Si había sentido un movimiento de alegría a mis primeros pasos en la montaña, fue por haber entrado en la soledad y porque rocas, bosques, todo un nuevo mundo se elevaba entre lo pasado y yo, pero comprendí un día que una nueva pasión se había deslizado en mi alma. Amaba a la montaña por sí misma, gustaba de su cabeza tranquila y soberbia, iluminada por el sol cuando ya estábamos entre sombras; gustaba de sus fuertes hombros cargados de hielos azulados reflejos; de sus laderas, en que los pastos alternan con las selvas y los derrumbados, de sus poderosas raíces, extendidas a lo lejos como las de un inmenso árbol, y separadas por valles con sus riachuelos, sus cascadas, sus lagos y sus praderas; gustaba de toda la montaña, hasta del musgo amarillo o verde que crece en la roca, hasta de la piedra que brilla en medio del césped.
Asimismo mi compañero el pastor, que casi me habría desagradado, como representante de aquella humanidad de la cual huía yo, había llegado gradualmente a serme necesario; me inspiraba ya confianza y amistad; no me limitada a darle las gracias por el alimento que me traía y por sus cuidados; estudiaba y procuraba aprender cuanto pudiera enseñarme. Bien leve era la carga de su instrucción, pero cuando se apoderó de mí el amor a la Naturaleza, él me hizo conocer la montaña donde pacían sus rebaños, y en cuya base había nacido. Me dijo el nombre de las plantas, me enseñó las rocas donde se encontraban cristales y piedras raras, me acompañó a las cornisas vertiginosas de los abismos para indicarme el mejor camino en los pasos difíciles. Desde lo alto de las cimas me mostraba los valles, me trazaba el curso de los torrentes, y después, de regreso en nuestra cabaña ahumada, me contaba la historia del país y las leyendas locales. En cambio, yo le explicaba también cosas que comprendía y que ni siquiera había deseado comprender nunca; pero su inteligencia se abría poco a poco y se hacía ávida. Me daba gusto repetirle lo poco que sabía yo, viendo brillar sus miradas y sonreír su boca. Se despertaba fisonomía en aquel rostro antes cerrado y tosco; hasta entonces había sido un ser indiferente, y se convirtió en hombre que reflexionaba acerca de sí mismo y de los objetos que le rodeaban. Y al propio tiempo que instruía a mi compañero, me instruía yo, porque procurando explicar al pastor los fenómenos de la Naturaleza, los comprendía yo mejor, y era mi propio alumno.

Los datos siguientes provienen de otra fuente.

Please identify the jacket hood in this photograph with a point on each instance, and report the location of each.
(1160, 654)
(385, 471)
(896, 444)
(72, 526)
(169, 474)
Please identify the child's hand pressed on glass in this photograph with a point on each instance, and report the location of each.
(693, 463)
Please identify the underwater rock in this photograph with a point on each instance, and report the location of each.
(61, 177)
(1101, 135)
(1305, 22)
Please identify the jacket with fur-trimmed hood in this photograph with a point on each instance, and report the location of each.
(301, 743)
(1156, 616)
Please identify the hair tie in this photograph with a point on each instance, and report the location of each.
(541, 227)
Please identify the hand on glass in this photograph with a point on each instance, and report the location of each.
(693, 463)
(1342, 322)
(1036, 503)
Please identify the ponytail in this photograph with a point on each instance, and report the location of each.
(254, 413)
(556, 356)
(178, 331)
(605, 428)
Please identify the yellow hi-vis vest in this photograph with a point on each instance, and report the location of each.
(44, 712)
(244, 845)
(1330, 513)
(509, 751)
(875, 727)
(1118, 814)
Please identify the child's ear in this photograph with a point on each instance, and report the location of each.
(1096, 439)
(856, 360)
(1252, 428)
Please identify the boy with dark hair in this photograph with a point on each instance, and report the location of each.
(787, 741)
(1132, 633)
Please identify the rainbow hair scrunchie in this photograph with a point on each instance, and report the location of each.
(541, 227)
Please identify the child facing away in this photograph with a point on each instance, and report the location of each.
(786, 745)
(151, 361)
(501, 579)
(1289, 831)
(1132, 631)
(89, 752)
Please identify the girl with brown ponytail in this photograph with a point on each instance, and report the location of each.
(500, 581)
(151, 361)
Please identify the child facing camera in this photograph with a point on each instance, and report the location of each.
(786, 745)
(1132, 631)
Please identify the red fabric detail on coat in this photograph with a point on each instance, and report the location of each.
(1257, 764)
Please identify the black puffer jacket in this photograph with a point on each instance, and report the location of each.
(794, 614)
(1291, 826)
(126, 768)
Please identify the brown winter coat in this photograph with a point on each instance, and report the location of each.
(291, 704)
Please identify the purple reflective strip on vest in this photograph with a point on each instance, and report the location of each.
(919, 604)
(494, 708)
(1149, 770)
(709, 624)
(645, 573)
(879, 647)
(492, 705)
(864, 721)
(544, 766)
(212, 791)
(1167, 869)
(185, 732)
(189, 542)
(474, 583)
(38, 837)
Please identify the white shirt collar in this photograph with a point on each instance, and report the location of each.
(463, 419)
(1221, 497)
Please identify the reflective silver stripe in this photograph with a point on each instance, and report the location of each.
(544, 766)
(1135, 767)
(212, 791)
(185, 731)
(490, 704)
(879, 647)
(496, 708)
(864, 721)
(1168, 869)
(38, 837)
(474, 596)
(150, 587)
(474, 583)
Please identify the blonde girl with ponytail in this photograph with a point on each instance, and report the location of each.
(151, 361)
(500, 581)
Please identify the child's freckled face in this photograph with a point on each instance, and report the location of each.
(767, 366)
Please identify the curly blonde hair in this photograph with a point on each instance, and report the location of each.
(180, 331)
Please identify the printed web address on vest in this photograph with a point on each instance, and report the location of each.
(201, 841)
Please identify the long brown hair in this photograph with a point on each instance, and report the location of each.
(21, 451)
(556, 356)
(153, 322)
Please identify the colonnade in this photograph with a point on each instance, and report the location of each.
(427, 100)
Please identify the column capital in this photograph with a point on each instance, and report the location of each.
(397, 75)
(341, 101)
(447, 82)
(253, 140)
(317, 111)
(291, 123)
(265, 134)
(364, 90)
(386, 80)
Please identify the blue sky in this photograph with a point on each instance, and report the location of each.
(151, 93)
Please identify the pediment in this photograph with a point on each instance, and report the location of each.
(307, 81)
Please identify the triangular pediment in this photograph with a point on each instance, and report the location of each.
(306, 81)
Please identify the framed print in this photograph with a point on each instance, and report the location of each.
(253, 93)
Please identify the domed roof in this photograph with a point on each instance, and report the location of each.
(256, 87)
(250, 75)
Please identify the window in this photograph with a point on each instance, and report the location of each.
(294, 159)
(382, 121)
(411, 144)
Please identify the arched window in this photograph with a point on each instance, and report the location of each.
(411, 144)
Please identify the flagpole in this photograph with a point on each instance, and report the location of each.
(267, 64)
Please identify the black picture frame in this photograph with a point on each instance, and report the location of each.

Solicitando así por el doble interés que me inspiraba amor a la Naturaleza y la simpatía por mi semejante, intenté conocer la vida presente y la historia pasada de la montaña en que vivimos, como parásitos en la epidermis de un elefante. Estudié la masa enorme en las rocas con que está construía, en la fragosidades del terreno que, según los puntos de vista, las horas y las estaciones, le dan tan gran variedad de aspecto, ora graciosas, ora terribles; la estudié en sus nieves, en sus hielos y en los meteoros que la combaten, en las plantas y en los animales que habitan en su superficie. Procuré comprender también lo que había sido la montaña en la poesía y en la historia de las naciones, el papel que había presentado en los movimientos de los pueblos y en los progresos de la humanidad entera.
Lo que aprendí lo debo a la colaboración del pastor, y también, para decirlo todo, a la del insecto que arrastra, a la de la mariposa y al ala del pájaro cantor. Si no hubiera pasado largas horas echado en la hierba, mirando o escuchando a tales seres, hermanillos míos, quizá no habría comprendido tan bien cuánta es la vida de esta gran tierra que lleva en su seno a todos los infinitamente pequeños y los transporta con nosotros por el espacio insondable.